I fully expect that The 5 Obstructions will be a key element of every film school curriculum for a long, long time. In fact, I would make it the first thing that every film school student sees at the start of each year of studies, as like all great art, its meaning will change for them every year.

My experience with von Trier this festival has been lovely, very reminiscent of meeting Mike Figgis years ago, finding the genius guy who was sitting there regardless of how I feel about his work. I’ve liked some of Figgis’ work since, but I still admire the art and effort of his work more than some of the outcome. I have never liked a von Trier film deeply. Not even the much revered Breaking The Waves. I find him cruel and misogynistic… even, more so because he has made women heroines in almost all of his works… and they have all suffered for the distinction.

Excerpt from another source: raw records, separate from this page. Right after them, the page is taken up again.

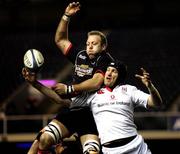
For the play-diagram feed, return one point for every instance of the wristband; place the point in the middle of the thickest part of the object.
(69, 89)
(66, 17)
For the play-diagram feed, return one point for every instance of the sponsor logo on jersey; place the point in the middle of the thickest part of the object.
(82, 70)
(82, 57)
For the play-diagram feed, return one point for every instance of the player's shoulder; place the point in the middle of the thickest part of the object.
(105, 57)
(127, 88)
(82, 54)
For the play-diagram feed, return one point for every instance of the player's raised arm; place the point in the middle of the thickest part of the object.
(61, 36)
(155, 99)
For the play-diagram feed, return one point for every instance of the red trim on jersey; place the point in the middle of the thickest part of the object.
(108, 88)
(99, 71)
(68, 49)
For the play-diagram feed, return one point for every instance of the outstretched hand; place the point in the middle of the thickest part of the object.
(28, 76)
(72, 8)
(145, 78)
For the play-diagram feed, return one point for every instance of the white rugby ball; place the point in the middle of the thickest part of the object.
(33, 60)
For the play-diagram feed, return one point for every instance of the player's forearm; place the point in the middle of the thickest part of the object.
(48, 92)
(62, 30)
(155, 98)
(88, 85)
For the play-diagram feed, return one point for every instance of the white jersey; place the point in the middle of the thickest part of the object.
(113, 111)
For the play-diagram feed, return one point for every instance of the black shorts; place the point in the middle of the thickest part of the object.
(79, 120)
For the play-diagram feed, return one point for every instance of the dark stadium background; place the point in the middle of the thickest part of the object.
(141, 33)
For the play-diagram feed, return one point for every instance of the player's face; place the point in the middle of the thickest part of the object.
(111, 76)
(94, 46)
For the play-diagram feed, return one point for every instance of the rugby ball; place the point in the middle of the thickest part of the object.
(33, 60)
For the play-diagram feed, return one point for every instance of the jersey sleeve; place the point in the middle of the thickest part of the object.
(102, 63)
(139, 97)
(71, 54)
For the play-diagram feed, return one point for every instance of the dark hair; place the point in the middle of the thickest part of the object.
(122, 70)
(102, 35)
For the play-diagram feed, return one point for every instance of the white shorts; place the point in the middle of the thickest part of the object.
(136, 146)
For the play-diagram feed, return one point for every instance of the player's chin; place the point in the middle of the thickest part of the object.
(91, 56)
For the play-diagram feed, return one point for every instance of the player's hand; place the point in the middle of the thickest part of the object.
(145, 78)
(72, 8)
(60, 88)
(28, 76)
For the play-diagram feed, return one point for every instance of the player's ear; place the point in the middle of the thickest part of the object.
(104, 46)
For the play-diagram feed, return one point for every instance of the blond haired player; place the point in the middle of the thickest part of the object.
(90, 66)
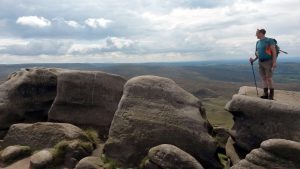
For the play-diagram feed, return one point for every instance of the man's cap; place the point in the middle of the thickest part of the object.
(263, 31)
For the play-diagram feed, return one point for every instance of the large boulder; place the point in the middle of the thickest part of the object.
(256, 119)
(168, 156)
(42, 135)
(13, 153)
(27, 96)
(273, 153)
(41, 159)
(87, 99)
(90, 163)
(153, 111)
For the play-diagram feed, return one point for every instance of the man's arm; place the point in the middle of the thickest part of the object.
(253, 60)
(274, 56)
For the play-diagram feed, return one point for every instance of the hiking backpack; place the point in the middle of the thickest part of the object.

I saw Dogville a few days ago and for me, it is von Trier’s first great film. Why? Because it is, again, for me, his first complete film. It is also a truly universal story, a fact which left me wondering what all the anti-American talk was when it opened at Cannes. I guess if you want to hate America, you can point to the fact that these characters are in the United States. But the story strikes me as a true Everyman saga. From the chalk on slate design of the set to the minimalist props to the cleanly defined set of 15 characters, adding Nicole Kidman’s character and eventually, a few others, the film seems to be a clear map of the boundaries of the societal human heart.

The storyline is relatively simple. It is a tiny town of 15 with a large mountain on one side and a long road into town on the other. The society of 15 has been together for a long time and has the intimacy of a small group, with dyads and triads within the group. Add Nicole Kidman’s Grace to the mixture. She is sex. She is glamour. She is vulnerability. She is mystery. She is opportunity. She is freedom. She is threat.

What happens to this – or any – community when faced with change?

Von Trier says in the notes that he never saw or read Our Town, but the resemblance is more in the design that in the storytelling… the sets without walls. And von Trier and his cinematographer, Anthony Dod Mantle, make this work better than you would imagine it could on film. Again, I am back to an earlier theme about form versus function.

The same thing is true of The 5 Obstructions. Each of the films is made on a different canvas. And yet, the themes change only slightly. The only disappointment in the film is that there is not an opportunity to see all six films from beginning to end. And in the life of this doc, it is appropriate to do it the way they have. But I would love to see every frame of every one of them, since the potential boredom would surely be overwhelmed by the larger lessons to be found in the more subtle nuances.

More later… I hope… just for the record, I couldn’t rouse myself for the 8:30a screening of The Company knowing that a midnight movie would be in the offing. Self-preservation reigns. At least today it does.

E ME: Sorry if I’m not responding, but eventually I will. Keep it coming.